The Last Performance Of An Entertainer’s Career Is Known As A?
Answer: Swan Song
“Swan song” is a metaphorical phrase that is used to describe the final gesture, effort, or performance given just before death or retirement (and in modern times, a final theatrical/dramatic appearance or final work/accomplishment). Although firmly cemented in the English language for centuries, the premise of the phrase with regard to actual swans (though not the origin) has been debated all along.
There was a long standing belief, reaching all the way back to antiquity with the writings of Ancient Greek scholars and philosophers (and widely accepted as fact in Ancient Greek culture) that swans were mute (or certainly limited in their range) and that all of their musical harmony was stored up for a final hauntingly beautiful song they sung as a sort of final death note.

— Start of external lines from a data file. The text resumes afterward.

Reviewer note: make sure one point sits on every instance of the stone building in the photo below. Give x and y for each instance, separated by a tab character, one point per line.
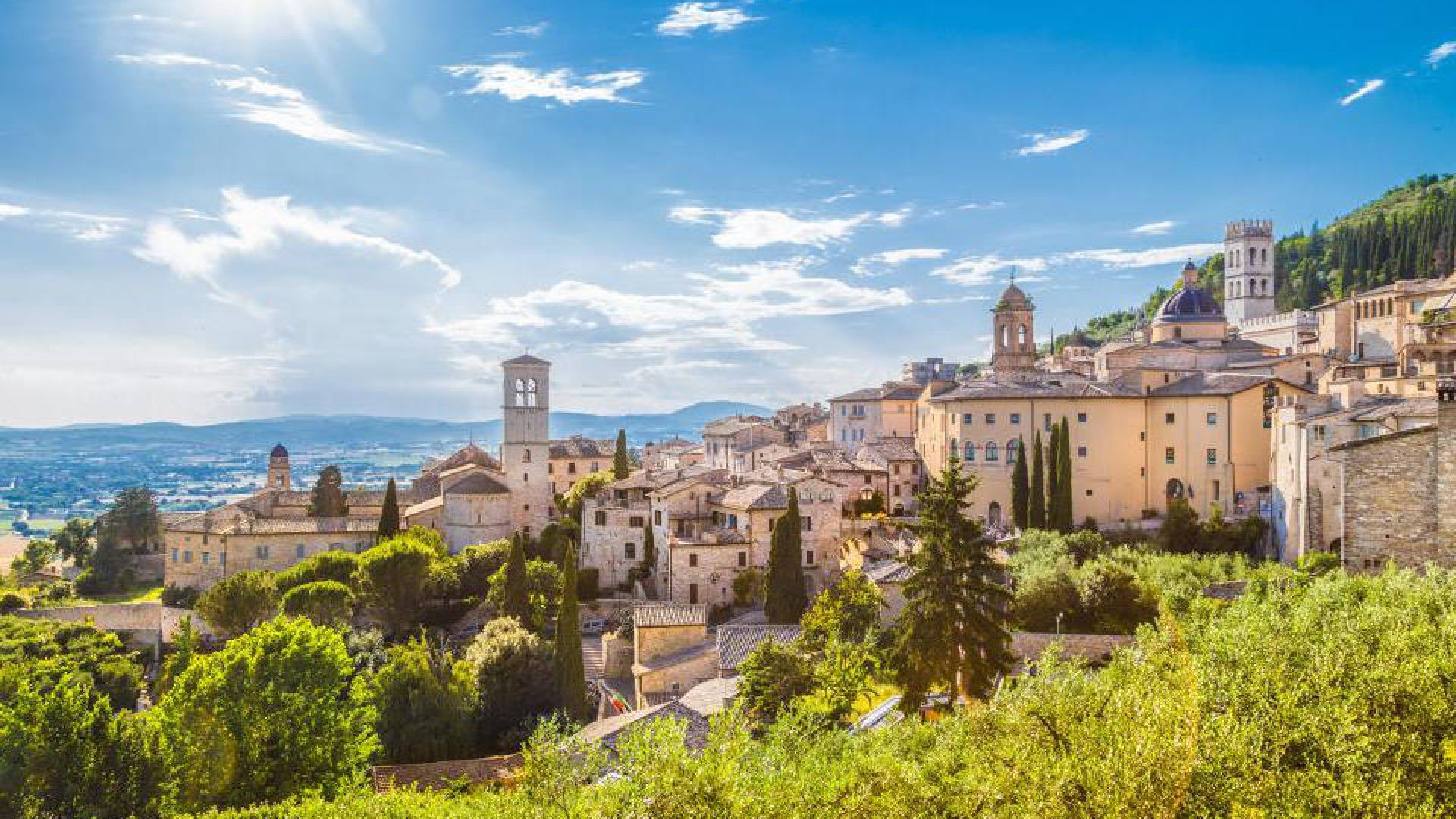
1400	494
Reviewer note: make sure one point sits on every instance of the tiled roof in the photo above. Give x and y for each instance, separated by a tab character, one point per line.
579	447
609	730
669	614
438	776
734	642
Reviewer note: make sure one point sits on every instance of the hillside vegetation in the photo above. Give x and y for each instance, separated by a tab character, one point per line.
1410	232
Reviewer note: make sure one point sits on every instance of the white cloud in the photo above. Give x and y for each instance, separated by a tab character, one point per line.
982	270
875	262
256	226
1369	86
718	312
172	58
1052	143
533	30
1153	228
517	82
688	18
759	228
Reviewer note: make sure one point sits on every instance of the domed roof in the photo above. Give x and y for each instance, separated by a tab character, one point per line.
1190	303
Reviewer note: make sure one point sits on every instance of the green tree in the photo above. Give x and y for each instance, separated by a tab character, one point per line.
516	682
620	460
395	576
772	676
239	602
424	704
1021	490
952	632
328	499
786	598
570	672
324	602
846	611
389	515
76	541
268	717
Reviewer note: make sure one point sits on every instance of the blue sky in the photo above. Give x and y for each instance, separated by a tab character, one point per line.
226	209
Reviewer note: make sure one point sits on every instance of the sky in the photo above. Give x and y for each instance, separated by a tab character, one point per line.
237	209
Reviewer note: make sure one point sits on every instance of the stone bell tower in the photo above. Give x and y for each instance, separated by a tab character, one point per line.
526	441
1014	350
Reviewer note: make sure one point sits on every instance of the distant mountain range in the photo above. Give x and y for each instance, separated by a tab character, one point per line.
302	431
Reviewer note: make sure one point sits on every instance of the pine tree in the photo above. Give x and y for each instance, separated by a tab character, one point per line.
952	632
786	598
516	599
1065	479
1021	488
570	673
1037	504
620	464
389	516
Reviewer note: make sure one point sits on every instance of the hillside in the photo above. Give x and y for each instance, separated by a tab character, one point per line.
1410	232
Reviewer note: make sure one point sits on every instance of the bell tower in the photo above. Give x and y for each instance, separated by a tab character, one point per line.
526	441
1014	349
1248	270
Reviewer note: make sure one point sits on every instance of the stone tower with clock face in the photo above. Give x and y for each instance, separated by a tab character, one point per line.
526	442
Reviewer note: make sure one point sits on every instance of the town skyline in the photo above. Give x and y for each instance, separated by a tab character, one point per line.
212	216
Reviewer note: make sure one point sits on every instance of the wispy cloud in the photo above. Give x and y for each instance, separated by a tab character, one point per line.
1155	228
517	82
255	226
688	18
718	312
533	30
759	228
1053	142
875	264
1369	86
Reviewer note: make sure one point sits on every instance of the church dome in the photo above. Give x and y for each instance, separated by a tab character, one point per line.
1190	303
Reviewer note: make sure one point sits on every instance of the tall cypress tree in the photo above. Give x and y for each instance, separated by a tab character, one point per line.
952	632
389	516
620	464
1037	506
1021	488
786	598
517	601
571	676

Despite the long held belief that swans sang their own complex funeral song, the story is mostly myth and hyperbole built on a tiny grain of truth. Most likely, the origin of the Greek belief (which has been spread throughout the Western world via poetry and cultural references) stems from the migratory pattern of whooper swans, whose winter migration includes large swathes of the Mediterranean (including Ancient Greece).
Modern researchers have noted that whooper swans do have a bugle like call and that upon death, their final exhalations (due to both their natural song and the structure of an additional tracheal loop within their sternums) are a drawn-out series of notes. While it might not be a full funeral dirge, it would certainly have been notable to the Ancient Greeks who viewed swans in high esteem and as a symbol of the god Apollo.